Edgar Lee Masters was born in Garnett, Kansas, on August 23, 1868. During the first ten years of his life, both a brother and a best friend died, which influenced the young Masters and stimulated his interest in how death affects the living, who are left behind.
In 1880, he and the rest of the family moved to Lewistown, Illinois, near the actual Spoon River.
He married Helen M. Jenkins in 1898, and Masters began to practice law, which he did for nearly thirty years. Intermittently, though, Masters wrote poems, a play, a few novels, and essays.

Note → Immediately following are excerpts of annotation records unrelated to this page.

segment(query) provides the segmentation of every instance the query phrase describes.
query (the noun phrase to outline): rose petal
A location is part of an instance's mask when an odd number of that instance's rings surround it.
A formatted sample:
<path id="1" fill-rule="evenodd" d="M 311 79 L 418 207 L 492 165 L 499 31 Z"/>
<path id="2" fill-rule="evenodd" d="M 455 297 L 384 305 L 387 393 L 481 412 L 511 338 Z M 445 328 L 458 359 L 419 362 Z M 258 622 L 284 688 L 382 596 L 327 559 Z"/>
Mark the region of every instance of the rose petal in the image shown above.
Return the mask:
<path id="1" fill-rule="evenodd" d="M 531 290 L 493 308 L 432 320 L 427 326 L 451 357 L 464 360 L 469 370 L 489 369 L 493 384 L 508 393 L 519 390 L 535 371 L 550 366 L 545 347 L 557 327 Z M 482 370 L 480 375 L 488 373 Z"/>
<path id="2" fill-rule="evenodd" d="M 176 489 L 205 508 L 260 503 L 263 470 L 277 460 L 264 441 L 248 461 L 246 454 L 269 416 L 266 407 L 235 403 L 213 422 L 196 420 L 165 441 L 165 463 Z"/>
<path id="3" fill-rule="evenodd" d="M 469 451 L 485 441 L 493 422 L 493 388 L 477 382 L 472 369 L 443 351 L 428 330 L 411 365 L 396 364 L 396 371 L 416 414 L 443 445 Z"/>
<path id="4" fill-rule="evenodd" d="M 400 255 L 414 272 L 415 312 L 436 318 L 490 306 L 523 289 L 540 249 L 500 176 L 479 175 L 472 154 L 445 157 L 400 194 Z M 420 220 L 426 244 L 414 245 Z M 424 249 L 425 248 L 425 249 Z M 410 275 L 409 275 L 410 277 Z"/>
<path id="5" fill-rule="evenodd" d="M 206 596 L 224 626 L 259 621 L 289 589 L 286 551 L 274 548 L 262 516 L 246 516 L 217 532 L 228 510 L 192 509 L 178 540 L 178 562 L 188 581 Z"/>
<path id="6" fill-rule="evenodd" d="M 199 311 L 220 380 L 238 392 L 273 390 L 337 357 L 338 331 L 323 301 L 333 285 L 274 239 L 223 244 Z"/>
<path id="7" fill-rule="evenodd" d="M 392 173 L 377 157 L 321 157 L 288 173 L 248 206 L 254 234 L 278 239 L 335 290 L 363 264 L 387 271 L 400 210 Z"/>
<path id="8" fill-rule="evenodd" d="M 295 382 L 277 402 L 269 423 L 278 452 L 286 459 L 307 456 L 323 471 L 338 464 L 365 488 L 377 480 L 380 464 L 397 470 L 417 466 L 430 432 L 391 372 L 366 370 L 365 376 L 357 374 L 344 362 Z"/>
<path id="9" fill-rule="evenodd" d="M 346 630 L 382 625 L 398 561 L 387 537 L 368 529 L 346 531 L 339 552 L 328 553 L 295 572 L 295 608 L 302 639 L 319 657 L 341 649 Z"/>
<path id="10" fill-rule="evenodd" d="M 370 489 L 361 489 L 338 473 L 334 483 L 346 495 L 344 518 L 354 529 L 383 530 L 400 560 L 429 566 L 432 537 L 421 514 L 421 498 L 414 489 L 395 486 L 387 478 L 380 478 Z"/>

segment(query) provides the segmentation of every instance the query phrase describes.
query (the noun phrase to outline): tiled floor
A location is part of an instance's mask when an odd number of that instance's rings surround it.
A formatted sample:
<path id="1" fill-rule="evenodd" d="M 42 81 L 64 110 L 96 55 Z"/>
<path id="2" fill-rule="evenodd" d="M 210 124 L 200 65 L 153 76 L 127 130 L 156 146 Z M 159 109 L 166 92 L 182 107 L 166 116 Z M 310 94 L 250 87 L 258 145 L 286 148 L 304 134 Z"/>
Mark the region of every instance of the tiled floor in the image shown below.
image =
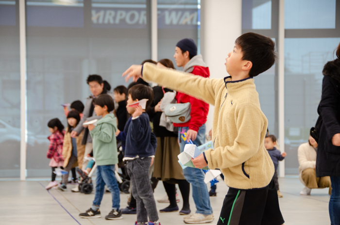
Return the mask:
<path id="1" fill-rule="evenodd" d="M 119 225 L 135 224 L 135 215 L 124 215 L 123 220 L 105 221 L 104 216 L 110 210 L 111 195 L 104 194 L 101 209 L 100 219 L 82 219 L 78 217 L 91 206 L 93 192 L 85 195 L 72 193 L 69 190 L 60 192 L 52 189 L 50 193 L 44 186 L 48 181 L 2 181 L 0 182 L 0 224 L 12 225 Z M 328 189 L 312 191 L 312 195 L 302 196 L 299 193 L 303 186 L 298 178 L 284 178 L 279 179 L 280 187 L 283 198 L 280 198 L 280 206 L 286 225 L 329 225 L 328 206 L 329 196 Z M 211 205 L 216 218 L 218 218 L 224 195 L 228 188 L 222 182 L 218 184 L 217 197 L 210 197 Z M 155 191 L 156 199 L 165 195 L 161 183 Z M 121 208 L 126 206 L 127 195 L 120 195 Z M 191 209 L 195 210 L 195 205 L 190 197 Z M 158 209 L 166 207 L 166 204 L 157 203 Z M 181 202 L 179 204 L 180 208 Z M 160 213 L 162 225 L 184 224 L 183 216 L 178 212 Z M 215 219 L 211 224 L 216 224 Z"/>

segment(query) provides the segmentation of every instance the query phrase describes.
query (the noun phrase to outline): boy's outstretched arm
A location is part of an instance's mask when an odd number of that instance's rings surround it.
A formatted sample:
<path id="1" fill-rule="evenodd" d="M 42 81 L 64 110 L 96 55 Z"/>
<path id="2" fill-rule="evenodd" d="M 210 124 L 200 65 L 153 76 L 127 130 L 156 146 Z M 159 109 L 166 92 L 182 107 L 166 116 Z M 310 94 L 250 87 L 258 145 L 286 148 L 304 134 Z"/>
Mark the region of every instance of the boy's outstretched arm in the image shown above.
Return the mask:
<path id="1" fill-rule="evenodd" d="M 102 126 L 101 129 L 96 126 L 92 130 L 90 130 L 90 133 L 92 135 L 96 135 L 98 139 L 107 143 L 111 142 L 115 136 L 115 127 L 112 129 L 111 125 Z"/>
<path id="2" fill-rule="evenodd" d="M 252 157 L 261 147 L 264 148 L 268 122 L 263 119 L 262 112 L 252 104 L 238 105 L 238 108 L 235 112 L 236 129 L 234 131 L 237 136 L 233 145 L 220 146 L 204 152 L 211 169 L 224 169 L 240 165 Z M 225 135 L 220 133 L 217 138 L 225 138 Z M 215 141 L 213 140 L 213 143 Z"/>
<path id="3" fill-rule="evenodd" d="M 132 65 L 123 73 L 123 76 L 125 76 L 126 80 L 131 77 L 134 80 L 142 77 L 145 80 L 179 91 L 212 105 L 215 104 L 215 87 L 221 82 L 221 79 L 209 79 L 172 69 L 159 68 L 147 63 L 143 66 Z"/>

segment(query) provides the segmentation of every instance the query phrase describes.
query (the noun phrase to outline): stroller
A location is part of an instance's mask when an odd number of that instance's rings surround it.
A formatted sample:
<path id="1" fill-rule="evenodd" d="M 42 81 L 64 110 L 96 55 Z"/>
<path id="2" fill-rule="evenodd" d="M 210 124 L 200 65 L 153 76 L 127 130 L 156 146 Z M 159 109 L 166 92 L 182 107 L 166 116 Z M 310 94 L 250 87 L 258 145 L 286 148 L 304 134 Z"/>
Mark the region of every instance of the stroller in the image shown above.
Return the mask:
<path id="1" fill-rule="evenodd" d="M 93 159 L 94 161 L 94 160 Z M 116 168 L 118 166 L 116 166 Z M 97 168 L 97 164 L 95 161 L 94 165 L 91 169 L 91 171 L 86 175 L 81 169 L 77 168 L 77 172 L 82 178 L 82 180 L 79 184 L 79 192 L 86 194 L 88 194 L 92 193 L 93 190 L 93 184 L 92 184 L 92 177 Z M 127 179 L 124 174 L 119 174 L 117 172 L 117 169 L 115 170 L 115 177 L 117 180 L 119 190 L 125 193 L 129 193 L 129 189 L 130 188 L 130 180 Z"/>

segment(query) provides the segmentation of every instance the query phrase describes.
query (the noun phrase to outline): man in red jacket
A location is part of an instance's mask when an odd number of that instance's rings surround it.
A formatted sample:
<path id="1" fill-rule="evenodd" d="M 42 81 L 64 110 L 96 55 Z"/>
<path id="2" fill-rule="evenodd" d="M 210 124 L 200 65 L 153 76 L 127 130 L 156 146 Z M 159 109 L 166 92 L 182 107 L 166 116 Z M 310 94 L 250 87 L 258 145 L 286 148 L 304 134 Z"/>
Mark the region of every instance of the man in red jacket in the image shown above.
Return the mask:
<path id="1" fill-rule="evenodd" d="M 209 68 L 203 62 L 202 56 L 197 55 L 197 47 L 191 39 L 180 40 L 176 45 L 173 56 L 177 66 L 183 67 L 184 72 L 207 78 L 210 76 Z M 173 124 L 178 127 L 178 141 L 181 152 L 184 150 L 186 142 L 181 134 L 186 133 L 187 140 L 191 139 L 199 146 L 204 143 L 205 122 L 209 111 L 209 104 L 191 96 L 177 92 L 176 98 L 178 103 L 190 102 L 191 106 L 191 119 L 186 123 Z M 184 218 L 188 224 L 210 223 L 214 220 L 212 209 L 209 199 L 209 192 L 204 182 L 204 173 L 202 170 L 192 167 L 183 169 L 186 179 L 191 184 L 192 197 L 197 210 L 196 213 Z"/>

None however achieved nearly the fame of his most popular work, Spoon River Anthology, the collection of epitaphs in free verse for which he is most famous. This collection of the secret lives of seemingly ordinary citizens instantly placed Masters in the company of Whitman and other great American poets, at least in the minds of the reading public and some critics. His rightful place among the literary greats, however, is debated, even today.
Later in his life, Masters wrote biographies of Mark Twain, Walt Whitman, and Abe Lincoln. After a bitter divorce and a long fight against pneumonia, Masters married again and moved to New York, where he retired from the law.
Masters died in 1950. He is remembered as a transitional poet, one whose work laid the groundwork for many of the poets of the mid-twentieth century.